Recently, neural networks (NNs) have been used almost everywhere to solve a wide variety of distinct problems, such as facial recognition, object detection, pattern recognition, image interpretation, network traffic classification, and video identification [30,31,32,33]. However, most problems rely on a single classifier, which is prone to a decrease in performance and stability over time. This is because they forget the problem of the model, and this is called concept drift [34]. Therefore, ensemble learning is a reliable solution. Ensemble learning improves upon the efficiency and stability of traditional machine learning algorithms, and it can be applied to a wide range of problems [35,36,37,38].
In the field of network traffic classification, most of the work is limited to the use of the same baseline classifiers [39] and voting or stacking techniques [40,41]. He et al. [40] presented a novel machine learning technique that combined semi-supervised and meta-learning techniques for the classification of the traffic within a network. The proposed technique worked on the flow characteristics of network traffic and overcame shortcomings such as the low adaptability of machine learning models and the limited flow precision rate.
Similarly, the work of Wang et al. [41] proposed a traffic classification technique that worked on the sub-flow characteristic of network traffic by using meta-learning. The authors proposed a flow interception method for real-time processing and an ensemble method by using the accuracy of individual classifiers for different internet applications. The results showed the effectiveness of their proposed technique. A novel ensemble classifier in the field of network traffic classification was presented by Gmez et al. [39]. The authors used seven popular decision-tree-based algorithms for a performance comparison. The results showed that in some cases, the algorithm that was used, such as a random forest or extremely randomized trees, showed better performance than the ensemble algorithms in terms of accuracy.
Many similar works were also presented in the literature regarding video traffic classification [20,21,22,42,43,44]. For instance, Khan et al. [20,21] presented a sequential convolutional neural network (SCNN) for video title prediction in encrypted network traffic. Similarly, Dvir et al. [42] presented the clustering of videos in known video titles. However, in contrast to previous work, this paper aims to classify internet streaming traffic by using a CNN in an ensemble classifier. For this purpose, features were extracted from a dataset, and three different classifiers with different hyper-parameter settings were trained on the features to construct the ensemble classifier. In addition, two different classifier combination techniques—the details of which are provided in Section 3—were utilized to combine the classifiers, and their performance was compared. To the best of the authors’ knowledge, this is the first study to utilize three different CNNs in the field of video identification in internet traffic.

3. Ensemble Classifier

An ensemble is a machine learning approach in which two or more classifiers are combined to obtain better predictions and more stable results than those of individual classifiers. Generally, an ensemble classifier obtains a result from each classifier that competes in its construction, and it produces a class label as the final result, as shown in Figure 3. Therefore, the problem seems to be that of finding a combination function that accepts m inputs from M classifiers and predicts the final class label and score.
The M classifiers used to construct the ensemble classifier can be of the same type, but they are trained on different input features or tuned on different hyper-parameter settings. Conversely, the classifiers can be different, but can be trained on the same input data. However, the main purpose of combining the classifiers is that an individual classifier should not make the same mistake on the same input instance. A successful combination of classifiers should improve the overall accuracy.
In the literature, different strategies, such as the soft and hard levels of combination, adaptive combination, non-adaptive combination, and combination based on the number of classifiers, were discussed [45]. However, this paper mainly focuses on two combination techniques: hard-level and soft-level combination.
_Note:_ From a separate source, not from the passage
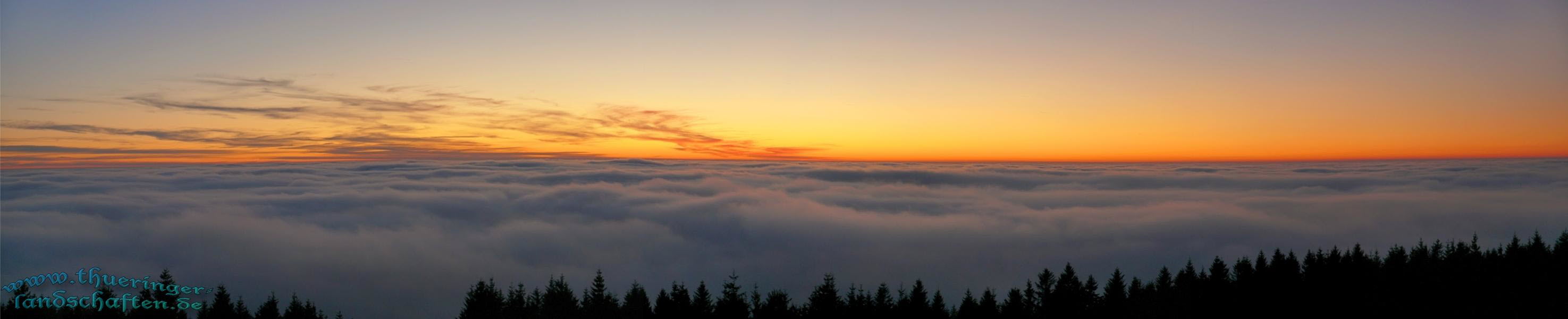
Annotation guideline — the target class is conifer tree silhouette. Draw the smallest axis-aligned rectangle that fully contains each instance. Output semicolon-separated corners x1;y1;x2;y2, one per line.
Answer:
621;281;654;319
3.1. Hard-Level Combination

Hard-level combination uses the output of an individual classifier to predict the label of a class. In hard-level combination, the classifiers competing in the ensemble vote for the class that will be the final prediction of the ensemble classifier, as shown in Figure 4. A typical example of a hard-level combination is majority voting. In majority voting, if the predicted label of the classifier matches with the true label, then the vote of that classifier is considered as 1, or 0 otherwise. After the vote, the result is calculated based on the maximum number of votes for an individual class.
Consider a list of N classes given as C = { c 1 , c 2 , , c n } and a list of M classifiers given as L = { l 1 , l 2 , , l m } . Each classifier produces an output label vector for a given input sequence as Rm = {rm,1, rm,2, …, rm,n}. The result of rm,n = 1 is that the classifier lm labels the given output as class n, and 0 otherwise. In this scenario, for any input k, the result of the decision is given as
P k = arg max j N i = 1 m r i , j
The majority vote gives an accurate prediction when at least m 2 + 1 classifiers give the correct prediction [46].
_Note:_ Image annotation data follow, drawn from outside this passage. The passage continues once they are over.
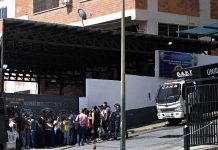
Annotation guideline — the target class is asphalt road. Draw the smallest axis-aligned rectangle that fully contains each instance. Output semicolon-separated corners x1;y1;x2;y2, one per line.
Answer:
31;125;184;150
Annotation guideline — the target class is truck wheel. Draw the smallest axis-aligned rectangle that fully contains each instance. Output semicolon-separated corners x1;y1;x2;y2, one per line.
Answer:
16;140;21;150
167;118;182;125
0;143;6;150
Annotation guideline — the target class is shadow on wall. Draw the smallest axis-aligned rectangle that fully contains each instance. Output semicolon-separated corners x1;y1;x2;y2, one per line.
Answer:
126;106;161;128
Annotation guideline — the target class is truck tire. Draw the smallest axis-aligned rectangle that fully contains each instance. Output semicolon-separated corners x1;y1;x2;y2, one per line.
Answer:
0;143;6;150
16;139;21;150
167;118;182;125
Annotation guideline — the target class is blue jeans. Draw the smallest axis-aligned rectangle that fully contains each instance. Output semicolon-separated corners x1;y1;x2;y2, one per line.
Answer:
31;130;36;147
77;125;86;145
20;131;26;146
26;130;31;146
64;131;70;145
69;127;75;145
55;129;61;146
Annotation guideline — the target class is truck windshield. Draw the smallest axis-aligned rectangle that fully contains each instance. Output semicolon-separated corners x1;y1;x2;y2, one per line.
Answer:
156;84;181;103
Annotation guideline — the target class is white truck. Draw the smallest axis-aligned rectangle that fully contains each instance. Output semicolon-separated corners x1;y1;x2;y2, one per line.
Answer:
156;79;185;125
156;63;218;125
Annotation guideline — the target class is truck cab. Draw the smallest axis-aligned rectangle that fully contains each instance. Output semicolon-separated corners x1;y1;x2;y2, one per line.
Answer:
156;79;185;125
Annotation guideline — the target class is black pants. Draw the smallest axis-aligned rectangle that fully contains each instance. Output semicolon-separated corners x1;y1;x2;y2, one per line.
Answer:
45;130;52;147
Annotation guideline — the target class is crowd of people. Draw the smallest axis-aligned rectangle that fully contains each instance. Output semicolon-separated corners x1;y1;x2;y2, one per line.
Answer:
11;102;128;149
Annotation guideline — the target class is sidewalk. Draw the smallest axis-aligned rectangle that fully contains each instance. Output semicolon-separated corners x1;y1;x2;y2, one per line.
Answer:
128;122;168;136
Example of Majority Voting

Consider an ensemble composed of three different classifiers, that is, l1, l2, and l3, and five different classes: C1, C2, C3, C4, and C5. Each classifier produces a vector of votes for each class on a given set of inputs. The result of the classifier is 1 when the classifier predicts the true label of the class, and 0 otherwise, as shown in Figure 5. The final result of the ensemble is calculated by adding the votes of each classifier for every class. In our example, the classifiers l1 and l2 voted for C3, and only l3 voted for C2. After adding the votes of each class, we can see that class C3 had the maximum number of votes. Therefore, the final class label predicted by the ensemble classifier was C3.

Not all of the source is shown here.